I understand that golf architecture is sculpture, raising and lowering a few inches in some cases, I just believe that this is the last 10% and certainly using plans to get it close before doing those minor tweaks is more efficient. As the old saying goes, drawing with pencils is cheap compared to pushing dirt with a bulldozer.
Yes, changes happen, like moving a green 30 yards, whether you draw a plan or not. Hopefully, the multi step routing process gets that figured out before construction, but it does happen. If you look at Dallas National, Fazio changed holes from one side of the creek to the other on the back nine, and you can still see the effects of the wrong clearing left over. Plans help avoid that, and there are still things easier to work out on plan, like routing, cut and fill, drainage, etc.
The freedom to make field changes does need to be there, within reason (some owners don't care, and the very best possible golf course is the only thing, but most owners are on budgets, and do care, and getting 95% of the best on a budget and schedule is more important) The old Scottish sewing (and woodwork) axiom of "measure twice, cut once" also applies.
Here is the definition of design
"a plan or drawing produced to show the look and function or workings of a building, garment, or other object before it is built or made".
Yes, there is a long tradition of trying to figure things out to some level of detail before construction starts, for efficiency, yes, but also , the more and earlier you think about a design in any shape or fashion, the more likely it is to be a good and complete design. While golf courses aren't as strictly measured as buildings, as TD mentions, they still require some planning, more than most realize.

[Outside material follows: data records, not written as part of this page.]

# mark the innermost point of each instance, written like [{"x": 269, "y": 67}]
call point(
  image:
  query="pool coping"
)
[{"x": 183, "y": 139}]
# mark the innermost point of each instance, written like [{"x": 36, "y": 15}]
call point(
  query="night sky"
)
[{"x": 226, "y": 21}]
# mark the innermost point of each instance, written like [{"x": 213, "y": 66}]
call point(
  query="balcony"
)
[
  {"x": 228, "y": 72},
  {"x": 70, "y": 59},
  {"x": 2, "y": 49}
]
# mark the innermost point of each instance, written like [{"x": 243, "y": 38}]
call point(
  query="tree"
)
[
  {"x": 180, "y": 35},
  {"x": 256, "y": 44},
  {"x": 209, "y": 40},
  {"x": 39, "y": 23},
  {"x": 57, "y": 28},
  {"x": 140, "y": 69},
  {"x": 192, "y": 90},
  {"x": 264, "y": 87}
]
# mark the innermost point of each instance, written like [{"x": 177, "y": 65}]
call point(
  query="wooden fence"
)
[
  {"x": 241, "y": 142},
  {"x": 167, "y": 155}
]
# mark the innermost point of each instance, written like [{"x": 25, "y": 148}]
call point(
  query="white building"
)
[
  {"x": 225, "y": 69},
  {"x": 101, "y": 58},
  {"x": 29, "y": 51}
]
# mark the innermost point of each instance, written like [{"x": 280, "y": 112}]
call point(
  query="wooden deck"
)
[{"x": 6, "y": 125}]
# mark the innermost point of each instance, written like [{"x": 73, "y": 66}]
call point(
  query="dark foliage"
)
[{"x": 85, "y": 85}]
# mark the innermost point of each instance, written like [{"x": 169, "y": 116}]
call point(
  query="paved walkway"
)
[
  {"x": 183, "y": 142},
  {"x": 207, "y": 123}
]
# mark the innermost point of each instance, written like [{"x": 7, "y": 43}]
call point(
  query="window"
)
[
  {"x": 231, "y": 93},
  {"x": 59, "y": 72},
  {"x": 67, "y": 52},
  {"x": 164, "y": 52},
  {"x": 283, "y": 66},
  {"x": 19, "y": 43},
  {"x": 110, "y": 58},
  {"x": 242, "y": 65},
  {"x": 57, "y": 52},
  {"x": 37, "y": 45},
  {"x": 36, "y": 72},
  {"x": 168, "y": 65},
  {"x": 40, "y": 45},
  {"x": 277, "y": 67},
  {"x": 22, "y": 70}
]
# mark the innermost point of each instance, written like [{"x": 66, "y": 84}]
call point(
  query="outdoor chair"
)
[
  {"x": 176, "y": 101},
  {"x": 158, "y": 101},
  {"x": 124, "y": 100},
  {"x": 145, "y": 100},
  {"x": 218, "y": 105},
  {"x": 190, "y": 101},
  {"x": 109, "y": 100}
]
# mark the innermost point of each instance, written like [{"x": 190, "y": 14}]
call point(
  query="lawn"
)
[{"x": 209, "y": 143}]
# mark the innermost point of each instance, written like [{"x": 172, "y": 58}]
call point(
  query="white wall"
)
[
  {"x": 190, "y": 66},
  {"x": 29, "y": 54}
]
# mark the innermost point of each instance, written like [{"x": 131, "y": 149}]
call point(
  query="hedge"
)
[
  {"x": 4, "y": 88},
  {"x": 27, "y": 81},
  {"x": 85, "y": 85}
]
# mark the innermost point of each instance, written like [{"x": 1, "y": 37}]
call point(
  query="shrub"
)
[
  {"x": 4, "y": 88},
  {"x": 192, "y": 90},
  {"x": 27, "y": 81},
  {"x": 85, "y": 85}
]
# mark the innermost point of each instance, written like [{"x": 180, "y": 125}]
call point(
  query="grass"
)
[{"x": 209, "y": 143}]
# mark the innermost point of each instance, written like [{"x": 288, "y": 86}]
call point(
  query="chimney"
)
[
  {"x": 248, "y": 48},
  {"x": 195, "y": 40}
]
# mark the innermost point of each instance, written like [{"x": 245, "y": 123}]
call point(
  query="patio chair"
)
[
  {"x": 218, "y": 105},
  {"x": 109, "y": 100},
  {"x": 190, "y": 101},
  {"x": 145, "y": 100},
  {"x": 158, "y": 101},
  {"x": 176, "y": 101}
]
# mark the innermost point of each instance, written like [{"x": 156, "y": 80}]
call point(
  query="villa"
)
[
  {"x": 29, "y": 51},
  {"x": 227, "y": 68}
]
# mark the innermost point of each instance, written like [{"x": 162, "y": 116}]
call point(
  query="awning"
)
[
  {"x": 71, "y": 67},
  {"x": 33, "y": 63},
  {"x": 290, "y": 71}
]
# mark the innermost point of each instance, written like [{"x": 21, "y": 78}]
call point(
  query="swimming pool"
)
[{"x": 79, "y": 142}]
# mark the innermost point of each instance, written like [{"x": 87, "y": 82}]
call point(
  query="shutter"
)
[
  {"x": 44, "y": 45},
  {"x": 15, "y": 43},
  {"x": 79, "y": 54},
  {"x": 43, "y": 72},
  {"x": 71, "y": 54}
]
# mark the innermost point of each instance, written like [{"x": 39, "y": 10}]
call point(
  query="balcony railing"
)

Do you tell your kids to procrastinate to do better on school reports? Of course not, nor should you tell your designer to leave most decisions to be made "later" in the field.
BTW, I also disagree that more design/build and less plans will cut it in the future, given every layer of regulations that seem to get added, every layer of government review. I disagree that somehow architects drawing plans drives that, as TD suggests. I think the government has its own agenda.
Yes, plans are a big part of design, obviously under rated in this crowd.